Read e-book online ABC Transporters and Multidrug Resistance PDF

By Ahcène Boumendjel, Jean Boutonnat, Jacques Robert

A accomplished evaluation of the most up-tp-date medical examine on ABC transporters and multidrug resistance

ATP-binding cassette transporter genes (ABC transporters) are identified to play a vital function within the improvement of multidrug resistance (MDR). MDR is the power of pathologic cells, resembling tumors, to resist chemical substances designed to focus on and ruin such cells. In MDR, sufferers who're on medicine ultimately improve resistance not to purely the drug they're taking, yet to a number of types of drugs.

ABC Transporters and Multidrug Resistance bargains a vital source for pharmaceutical researchers who're operating to find medications to counteract multidrug resistance in ailments corresponding to melanoma. in a single entire quantity, this booklet incorporates a choice of the most up-tp-date wisdom at the involvement of ABC transporters in drug shipping and resistance.
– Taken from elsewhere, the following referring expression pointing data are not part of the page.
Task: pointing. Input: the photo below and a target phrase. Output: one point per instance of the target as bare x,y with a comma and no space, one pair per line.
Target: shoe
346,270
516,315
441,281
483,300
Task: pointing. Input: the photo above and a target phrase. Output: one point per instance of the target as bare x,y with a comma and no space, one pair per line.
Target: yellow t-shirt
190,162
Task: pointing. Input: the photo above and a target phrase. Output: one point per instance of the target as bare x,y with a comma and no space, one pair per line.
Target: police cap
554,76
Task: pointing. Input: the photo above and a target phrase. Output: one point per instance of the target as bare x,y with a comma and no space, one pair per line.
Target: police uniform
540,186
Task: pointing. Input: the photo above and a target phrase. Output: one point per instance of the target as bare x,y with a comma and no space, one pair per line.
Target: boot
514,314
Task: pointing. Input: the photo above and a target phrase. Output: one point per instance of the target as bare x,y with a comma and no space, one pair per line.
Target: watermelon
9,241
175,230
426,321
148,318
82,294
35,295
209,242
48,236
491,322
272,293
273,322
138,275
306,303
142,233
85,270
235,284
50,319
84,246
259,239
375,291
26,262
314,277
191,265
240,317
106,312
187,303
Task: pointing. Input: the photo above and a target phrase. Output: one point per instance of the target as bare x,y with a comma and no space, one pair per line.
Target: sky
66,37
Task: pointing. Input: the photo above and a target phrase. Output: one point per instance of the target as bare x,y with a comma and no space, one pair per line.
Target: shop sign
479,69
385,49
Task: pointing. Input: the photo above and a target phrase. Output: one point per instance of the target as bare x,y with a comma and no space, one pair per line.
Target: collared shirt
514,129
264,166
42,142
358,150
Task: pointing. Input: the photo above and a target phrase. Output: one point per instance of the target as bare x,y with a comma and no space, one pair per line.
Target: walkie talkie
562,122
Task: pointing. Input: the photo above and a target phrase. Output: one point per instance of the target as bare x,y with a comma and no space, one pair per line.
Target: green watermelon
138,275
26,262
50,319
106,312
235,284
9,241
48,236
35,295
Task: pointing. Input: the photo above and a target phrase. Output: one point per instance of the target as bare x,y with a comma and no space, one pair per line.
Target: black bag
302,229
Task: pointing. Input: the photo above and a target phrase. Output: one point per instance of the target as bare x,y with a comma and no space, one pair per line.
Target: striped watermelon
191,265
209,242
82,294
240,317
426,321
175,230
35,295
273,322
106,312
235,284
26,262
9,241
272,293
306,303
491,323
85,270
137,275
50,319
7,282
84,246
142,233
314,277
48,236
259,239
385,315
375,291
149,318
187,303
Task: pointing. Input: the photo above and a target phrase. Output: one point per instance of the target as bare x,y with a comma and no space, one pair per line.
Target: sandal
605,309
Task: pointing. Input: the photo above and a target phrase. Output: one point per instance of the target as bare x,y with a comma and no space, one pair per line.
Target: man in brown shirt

This finished quantity offers an outline at the description of the constitution, the genome, common tissue expression, physiological point, and mechanism of motion of the ABC protein. The professional participants discover the expression, detection, and implications of ABC proteins in hematological malignancies and good tumors and ABC proteins and pathogenic microorganisms. This quantity additionally explains MDR modulation via inhibition of ABC transporters and the layout of inhibitors and mechanism of motion. moreover, the ebook deals crucial details at the organic and medical point of multidrug resistance.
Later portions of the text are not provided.